WEリーグは平均観客数5千人以上を掲げるが、なでしこリーグ屈指のINAC神戸でも5千人を超えたのは昨季1試合だけだ。
さらに、プロ化すれば現役引退後の生活は保障されない。それでもINAC神戸の西川彩華選手は「働きながらプレーしていた時と比べ、自分自身と向き合う時間が長くなる。サッカーで生きていくので責任感が出る」と前向きに受け止めている。
■ファン獲得へ新リーグ続々
スポーツ界では近年、新リーグの設立が相次いでいる。男子プロバスケットボールのBリーグは5季目、バレーボールのVリーグは3季目を迎えた。背景には、少子化による競技人口やファン減少という共通の危機感がある。

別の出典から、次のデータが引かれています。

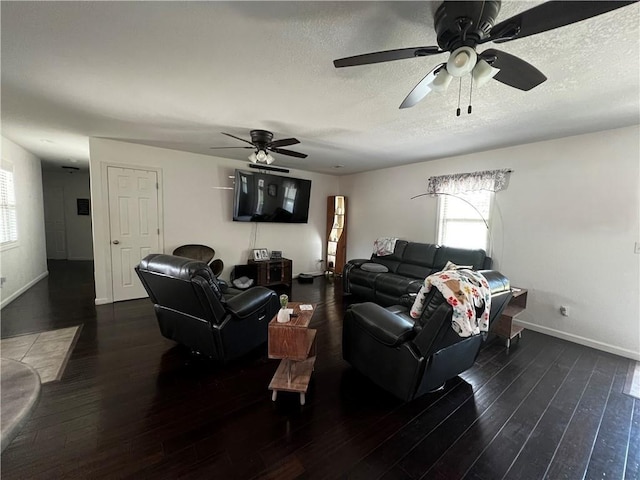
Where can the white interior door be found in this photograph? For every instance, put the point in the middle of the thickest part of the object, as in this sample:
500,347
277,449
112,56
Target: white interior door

2019年のワールドカップ(W杯)日本大会で盛り上がったラグビーも新リーグ発足に向けて動いている。日本ラグビー協会は「W杯を再招致し、代表が優勝する」との目標を掲げ、神戸製鋼などが加盟するトップリーグ(TL)を発展的に再編。22年1月の開幕を予定している。

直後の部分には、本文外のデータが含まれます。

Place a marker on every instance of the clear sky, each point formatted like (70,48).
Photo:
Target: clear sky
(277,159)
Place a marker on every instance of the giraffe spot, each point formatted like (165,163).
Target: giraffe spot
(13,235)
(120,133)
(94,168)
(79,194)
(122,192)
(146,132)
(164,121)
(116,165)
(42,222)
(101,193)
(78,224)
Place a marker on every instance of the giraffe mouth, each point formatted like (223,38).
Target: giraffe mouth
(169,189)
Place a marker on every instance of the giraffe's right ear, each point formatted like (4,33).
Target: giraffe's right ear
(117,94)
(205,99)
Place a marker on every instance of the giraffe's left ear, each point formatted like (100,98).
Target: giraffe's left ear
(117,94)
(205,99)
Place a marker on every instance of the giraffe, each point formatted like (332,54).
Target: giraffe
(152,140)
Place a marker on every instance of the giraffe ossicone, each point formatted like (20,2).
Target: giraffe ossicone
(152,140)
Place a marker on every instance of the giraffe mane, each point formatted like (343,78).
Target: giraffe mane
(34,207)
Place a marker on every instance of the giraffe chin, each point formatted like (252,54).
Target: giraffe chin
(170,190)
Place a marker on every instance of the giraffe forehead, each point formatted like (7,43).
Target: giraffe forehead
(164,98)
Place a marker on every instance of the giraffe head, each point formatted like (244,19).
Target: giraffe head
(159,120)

新リーグ移行後、試合の興行権は同協会から各チームに移り、チケット収入はホームチームの売り上げに計上される。神戸製鋼ラグビー部支援室の福本正幸室長は「各チームが集客のため、地元に力を入れるようになる」と賛同。ファンを増やすため、選手による学校訪問など地域活動がより活発になると予想する。
ただ、ラグビーの新リーグでは、選手全員がプロ契約になるわけではない。福本室長は「プロだけになれば、裾野が狭くなる」と、これまでと同じく親会社などの社員選手とプロ選手との共存を続ける考えだ。(有島弘記)

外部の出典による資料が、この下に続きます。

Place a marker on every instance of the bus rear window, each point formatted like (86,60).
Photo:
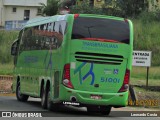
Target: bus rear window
(100,28)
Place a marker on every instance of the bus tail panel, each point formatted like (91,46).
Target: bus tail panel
(99,71)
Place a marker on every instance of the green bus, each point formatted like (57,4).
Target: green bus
(74,59)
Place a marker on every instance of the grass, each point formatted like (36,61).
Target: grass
(141,72)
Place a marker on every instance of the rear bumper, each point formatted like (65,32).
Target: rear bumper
(83,97)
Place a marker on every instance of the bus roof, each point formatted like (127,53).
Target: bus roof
(44,20)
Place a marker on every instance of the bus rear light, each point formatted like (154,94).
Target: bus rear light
(125,85)
(66,76)
(76,16)
(126,20)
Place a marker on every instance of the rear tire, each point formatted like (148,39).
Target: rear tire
(20,97)
(43,98)
(50,105)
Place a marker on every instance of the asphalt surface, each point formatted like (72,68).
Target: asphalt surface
(10,103)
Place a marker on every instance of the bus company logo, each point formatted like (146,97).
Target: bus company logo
(88,74)
(108,71)
(115,71)
(6,114)
(100,45)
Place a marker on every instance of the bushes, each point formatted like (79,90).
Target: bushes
(6,40)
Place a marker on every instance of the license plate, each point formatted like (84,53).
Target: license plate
(96,97)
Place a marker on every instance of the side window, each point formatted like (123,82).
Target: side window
(26,39)
(43,37)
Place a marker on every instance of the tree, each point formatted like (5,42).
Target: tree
(51,8)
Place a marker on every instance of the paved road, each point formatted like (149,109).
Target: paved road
(10,103)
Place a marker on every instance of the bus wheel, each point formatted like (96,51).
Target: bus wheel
(105,110)
(43,98)
(20,97)
(50,105)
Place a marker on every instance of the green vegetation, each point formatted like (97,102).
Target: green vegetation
(6,69)
(6,40)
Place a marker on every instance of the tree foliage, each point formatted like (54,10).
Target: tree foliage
(51,8)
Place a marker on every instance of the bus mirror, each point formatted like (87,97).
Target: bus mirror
(14,48)
(60,26)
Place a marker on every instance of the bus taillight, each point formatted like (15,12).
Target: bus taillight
(66,76)
(125,85)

【WEリーグ】プレナスなでしこリーグで5連覇した日テレ・東京ヴェルディベレーザやINAC神戸レオネッサ、女子チームを新設するJ1サンフレッチェ広島のほか、なでしこリーグ2部などの17団体から入会申請があった。欧州リーグに合わせた「秋春制」とし、初シーズンは2022年5月ごろ終了予定。新リーグはアマチュアで存続するなでしこリーグの上位に置かれ、当面は降格がなく、2年目以降は新規参入によってクラブ数を増やしていく方針。